Ma seconde expérience sonore, je devais avoir une dizaine d’années, c’était encore chez des amis. Ce copain m’a conduit dans un grenier aménagé où se trouvait un piano. Son frère nous accompagnait. Je n’avais jamais vu de piano de près, je n’avais jamais eu l’occasion d’approcher un clavier et la possibilité d’en toucher un. De voir « comment ça marche » m’a littéralement sidéré.
Mais mon copain et son petit frère n’étaient pas interdits comme moi, bien au contraire. Ils ont commencé à enfoncer les touches au hasard, ont fait un quatre mains bruyant en imitant des instrumentistes virtuoses. C’était vraiment du bruit mais j’ai repéré les notes basses. Quand ils se sont éloignés, lassés de ce jeu et courant déjà vers un autre, je me suis approché du clavier avec une sorte d’appréhension. J’ai enfoncé une touche sur la gauche du clavier. C’était la même sensation qu’avec l’harmonica avec en plus cette impression de pénétrer à l’intérieur de l’instrument, d’être dans le son.

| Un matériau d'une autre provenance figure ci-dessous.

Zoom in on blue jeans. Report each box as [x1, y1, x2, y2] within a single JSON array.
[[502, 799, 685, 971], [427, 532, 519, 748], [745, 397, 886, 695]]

Aujourd’hui que je peux mieux analyser et mettre des mots sur mes sentiments (quoique…), je peux dire que le son me « parlait », s’adressait à moi, me touchait, au sens propre, tactilement et au sens figuré, émotionnellement.

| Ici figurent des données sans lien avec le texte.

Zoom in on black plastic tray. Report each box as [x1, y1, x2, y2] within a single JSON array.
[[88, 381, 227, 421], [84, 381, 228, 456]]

Dans ce moment, avant que mon copain revienne pour me traîner vers un autre jeu, c’est la première fois que j’ai ressenti être dans une bulle.

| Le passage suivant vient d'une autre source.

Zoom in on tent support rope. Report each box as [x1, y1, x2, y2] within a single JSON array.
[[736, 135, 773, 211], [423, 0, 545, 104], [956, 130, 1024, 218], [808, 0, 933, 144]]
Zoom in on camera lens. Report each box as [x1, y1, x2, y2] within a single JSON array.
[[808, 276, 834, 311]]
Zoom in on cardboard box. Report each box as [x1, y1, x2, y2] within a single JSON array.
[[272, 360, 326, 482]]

Cette bulle, elle m’entoure quand j’écris ou quand je joue ; absent pour mon entourage, anesthésié aux événements. Et justement, j’ai besoin alors d’être environné pour être vraiment dans la bulle.
Pour créer, j’ai besoin des autres.

Comme le son, vous vibrez et vous résonnez en moi.
Enfin, vous le pourriez si on se rencontrait ou si nous avions un échange.
Comme par exemple avec ces quelques femmes, jeunes et moins jeunes, qui m’ont fait l’amitié de me confier des textes. Je les ai mis en musique.
A chaque fois, c’est une sensation comparable à mes expériences d’enfant que j’ai eue. Les mots, les thèmes ont résonné en moi et les mélodies, l’harmonisation sont venues leur répondre.
J’aime ce que j’ai fait.
Mais je vous préviens : je ne suis pas un instrumentiste, très limité que je suis par mon tempérament d’autodidacte irrécupérable. Et puis j’ai peu d’intérêt pour la tendance, ce qui fait de moi un musicien de variété.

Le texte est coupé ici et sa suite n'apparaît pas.